Qualex Consulting Services, Inc. (QLX) currently provides BI solutions for one of the largest healthcare insurers in the US. QLX provides consulting and implementation expertise to develop ETL processes and BI reporting using OLAP and web technology to provide access to large amounts of data stored in the customer’s “Enterprise Data Warehouse.”
Our task was to work with the actuarial team to provide tools for analyzing up to 7 years of claim and enrollment data in a way that would allow for quick and easy analysis as well as a method for providing standard monthly reports. One of the challenges with claims and enrollment data analysis besides the massive amounts of data to be analyzed, is the non-additive nature of the data. Providing summarization of large data in a “cube” environment can become complicated when drilling into claim and enrollment data. Analysis fields like Utilization and Per Member/Per Month can present significant challenges when attempting to incorporate them into a multi-dimensional structure like OLAP Cube. For example, a common actuarial metric is the calculation of Per Member/Per Month cost, or PM/PM. The numerator in this ratio is total claims cost in dollars. The denominator is total members enrolled, including members who have no claim costs and are not represented in the numerator. This metric is a challenge in standard OLAP reporting tools because the numerator and denominator represent different populations at different levels of summation. If a user wants to look at the data across various levels of claims dimensions, such as CLAIM TYPE, the numerator will change depending on whether the user is looking at Inpatient, Outpatient, Professional or Drug claims. However, the denominator, the total population of members remains constant across these levels.
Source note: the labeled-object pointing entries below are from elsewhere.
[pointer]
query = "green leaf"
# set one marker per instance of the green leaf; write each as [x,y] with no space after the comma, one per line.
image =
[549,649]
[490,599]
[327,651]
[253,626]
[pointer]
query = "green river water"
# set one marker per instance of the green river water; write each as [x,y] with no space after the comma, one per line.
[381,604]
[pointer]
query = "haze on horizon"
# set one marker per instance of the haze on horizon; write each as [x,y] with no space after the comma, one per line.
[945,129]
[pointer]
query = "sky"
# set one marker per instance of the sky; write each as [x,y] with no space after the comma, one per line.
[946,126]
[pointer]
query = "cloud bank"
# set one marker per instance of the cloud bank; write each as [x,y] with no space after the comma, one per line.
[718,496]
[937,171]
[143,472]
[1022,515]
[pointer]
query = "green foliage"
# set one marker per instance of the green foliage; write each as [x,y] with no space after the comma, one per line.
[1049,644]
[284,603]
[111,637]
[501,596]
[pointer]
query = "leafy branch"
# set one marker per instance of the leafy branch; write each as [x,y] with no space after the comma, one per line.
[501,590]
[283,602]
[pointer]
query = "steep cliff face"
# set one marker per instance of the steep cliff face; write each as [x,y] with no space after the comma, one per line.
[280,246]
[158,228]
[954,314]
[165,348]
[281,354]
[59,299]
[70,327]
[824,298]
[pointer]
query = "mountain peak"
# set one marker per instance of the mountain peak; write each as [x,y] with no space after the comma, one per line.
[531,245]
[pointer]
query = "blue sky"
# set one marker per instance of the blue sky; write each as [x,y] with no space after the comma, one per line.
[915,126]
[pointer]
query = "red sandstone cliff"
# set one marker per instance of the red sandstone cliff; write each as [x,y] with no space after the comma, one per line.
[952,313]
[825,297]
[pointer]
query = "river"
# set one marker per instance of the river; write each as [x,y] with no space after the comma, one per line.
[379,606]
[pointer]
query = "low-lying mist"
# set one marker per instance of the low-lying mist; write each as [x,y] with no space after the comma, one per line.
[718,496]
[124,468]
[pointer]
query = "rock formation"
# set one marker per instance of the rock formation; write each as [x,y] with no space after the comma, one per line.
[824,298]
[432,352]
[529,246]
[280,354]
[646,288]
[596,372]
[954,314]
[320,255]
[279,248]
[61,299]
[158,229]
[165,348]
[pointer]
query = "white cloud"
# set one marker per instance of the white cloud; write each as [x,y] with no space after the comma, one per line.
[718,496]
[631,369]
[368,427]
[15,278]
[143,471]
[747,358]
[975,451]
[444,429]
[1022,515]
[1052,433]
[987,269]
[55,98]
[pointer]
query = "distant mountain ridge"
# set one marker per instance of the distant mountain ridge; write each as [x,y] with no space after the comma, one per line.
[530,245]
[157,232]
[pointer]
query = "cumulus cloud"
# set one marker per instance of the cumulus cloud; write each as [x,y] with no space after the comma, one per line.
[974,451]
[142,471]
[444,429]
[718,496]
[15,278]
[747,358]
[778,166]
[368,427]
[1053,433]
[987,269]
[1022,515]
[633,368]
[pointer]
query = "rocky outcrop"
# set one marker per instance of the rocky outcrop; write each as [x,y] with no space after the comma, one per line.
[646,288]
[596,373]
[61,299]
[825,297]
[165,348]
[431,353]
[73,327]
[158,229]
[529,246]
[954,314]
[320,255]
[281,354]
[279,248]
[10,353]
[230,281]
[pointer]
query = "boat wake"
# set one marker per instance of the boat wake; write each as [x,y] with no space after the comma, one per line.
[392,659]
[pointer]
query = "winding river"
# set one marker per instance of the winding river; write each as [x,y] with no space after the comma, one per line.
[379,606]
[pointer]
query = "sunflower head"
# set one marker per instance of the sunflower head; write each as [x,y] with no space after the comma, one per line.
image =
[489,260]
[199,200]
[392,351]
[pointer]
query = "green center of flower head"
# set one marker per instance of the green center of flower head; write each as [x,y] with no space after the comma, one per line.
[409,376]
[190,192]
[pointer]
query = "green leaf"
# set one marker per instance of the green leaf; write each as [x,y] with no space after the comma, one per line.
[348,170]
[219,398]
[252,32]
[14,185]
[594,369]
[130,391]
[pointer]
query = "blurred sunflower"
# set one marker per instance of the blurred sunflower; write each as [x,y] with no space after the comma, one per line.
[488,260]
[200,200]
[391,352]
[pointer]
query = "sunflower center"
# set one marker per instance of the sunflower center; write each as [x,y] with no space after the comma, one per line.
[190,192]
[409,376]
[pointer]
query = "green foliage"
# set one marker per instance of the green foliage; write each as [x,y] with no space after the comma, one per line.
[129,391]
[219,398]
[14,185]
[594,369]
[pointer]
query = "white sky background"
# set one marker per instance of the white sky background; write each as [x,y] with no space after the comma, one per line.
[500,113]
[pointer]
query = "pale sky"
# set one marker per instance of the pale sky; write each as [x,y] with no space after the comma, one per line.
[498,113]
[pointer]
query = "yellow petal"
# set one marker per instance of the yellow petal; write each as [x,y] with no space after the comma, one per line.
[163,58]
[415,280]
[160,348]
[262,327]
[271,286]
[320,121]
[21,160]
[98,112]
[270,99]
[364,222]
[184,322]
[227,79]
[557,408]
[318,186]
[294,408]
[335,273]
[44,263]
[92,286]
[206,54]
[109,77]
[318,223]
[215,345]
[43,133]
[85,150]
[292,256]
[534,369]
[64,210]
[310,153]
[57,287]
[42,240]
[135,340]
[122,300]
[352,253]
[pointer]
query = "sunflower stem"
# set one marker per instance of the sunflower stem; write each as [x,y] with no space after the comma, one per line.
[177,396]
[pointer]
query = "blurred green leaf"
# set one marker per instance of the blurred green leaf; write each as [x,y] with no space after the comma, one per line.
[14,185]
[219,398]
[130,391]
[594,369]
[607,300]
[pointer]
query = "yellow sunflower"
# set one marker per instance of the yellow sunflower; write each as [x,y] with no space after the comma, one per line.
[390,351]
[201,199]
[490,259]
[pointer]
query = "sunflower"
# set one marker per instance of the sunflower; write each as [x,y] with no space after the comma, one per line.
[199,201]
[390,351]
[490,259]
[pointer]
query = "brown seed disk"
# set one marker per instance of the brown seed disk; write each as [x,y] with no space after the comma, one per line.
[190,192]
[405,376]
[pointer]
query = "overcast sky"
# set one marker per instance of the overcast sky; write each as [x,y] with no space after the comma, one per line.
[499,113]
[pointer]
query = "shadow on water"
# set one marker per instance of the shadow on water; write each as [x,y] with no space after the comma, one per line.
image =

There are several tools by the client to develop and surface OLAP cubes. To develop cubes, we used the latest technology available in the market. These tools assist the developer in defining the structure of the cube and handling big amounts of data in an effective way.
The developer defines dimensions and hierarchies, or drill paths, based on the anticipated approach an analyst might take to addressing business problems. The analysis variables or measures are also defined. To surface cubes to users there are several tools available. Each of these allows the user to analyze the data by examining slices, of the cube quickly and easily. However, Qualex can provide more than just tools. With our extensive experience using a variety of BI and ETL tools, we can not only develop a tool for analysis or reporting, but can help you better understand your data. Qualex can assist with designing data structures from the complex maze of data sources inside the typical insurers’ structure. We can work with your team to not only design a valuable reporting environment, but also provide training and expertise in a wide variety of areas.
- Non-additive fields like Utilization and PMPM are key metrics in the health care industry to help spot trend in health care costs.
- While actuaries have a wealth of OLAP tools available to them now to analyze the data in their organization, this important statistic is not available out of the box.
- However, there are customizations that developers can perform to bring PMPM into the analysts’ arsenal of tools.
- Qualex has proven experience in this area and understands the complex nature of these tasks.